La question de la mesure du capital se pose aussi sur le plan pratique – que ce soit au niveau de l'entreprise ou au niveau national. Outre le problème du choix du système de prix se pose celui de l'évaluation des biens durables : les machines vieillissent plus ou moins vite (usure et obsolescence), ce dont doit tenir compte le prix qui leur est attribué. L'évaluation de cette consommation de capital fixe, pour employer sa dénomination comptable, demeure délicate et parfois même arbitraire.

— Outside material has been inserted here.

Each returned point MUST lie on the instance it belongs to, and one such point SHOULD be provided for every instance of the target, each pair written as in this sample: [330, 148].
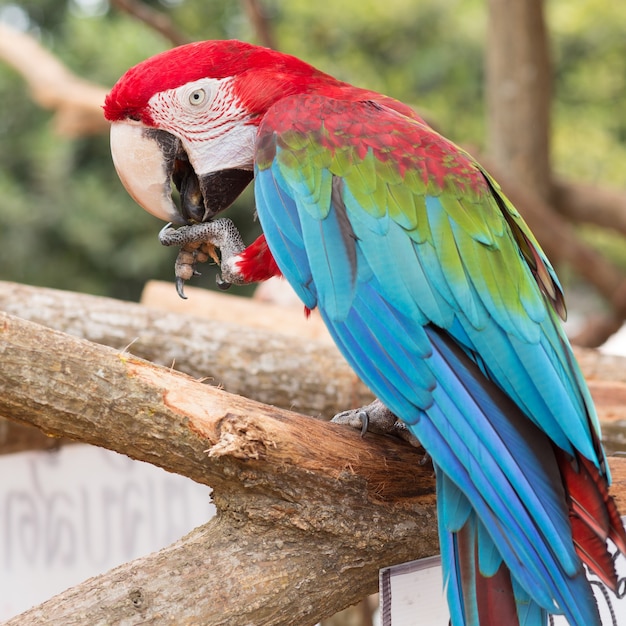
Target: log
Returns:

Enfin, de la façon la plus courante, mais aussi la plus floue, le capital apparaît comme un ensemble de titres : monnaie (qui donne droit à des biens), droits de propriété (actions) ou créances (obligations). L'accent est alors mis sur le mouvement de ces titres, qui prend généralement la forme de jeux d'écritures – ce qui est particulièrement vrai de la monnaie, dont l'essentiel est formé par les comptes en banque. Ces mouvements ont pour but soit la recherche de gains de type spéculatif (les plus-values en capital), soit, au contraire, une recherche de sécurité (placements liquides, diversification des placements, etc.). Ils sont, évidemment, d'une dimension autre que les déplacements ou la formation de biens capitaux, en tant qu'ensembles de biens ; une des questions les plus débattues est alors celle de l'impact de tels mouvements spéculatifs sur l'affectation des ressources (en biens, en équipements, en machines, etc.) de l'économie, certains craignant une déconnexion de plus en plus grande entre la sphère financière et celle de l'économie réelle.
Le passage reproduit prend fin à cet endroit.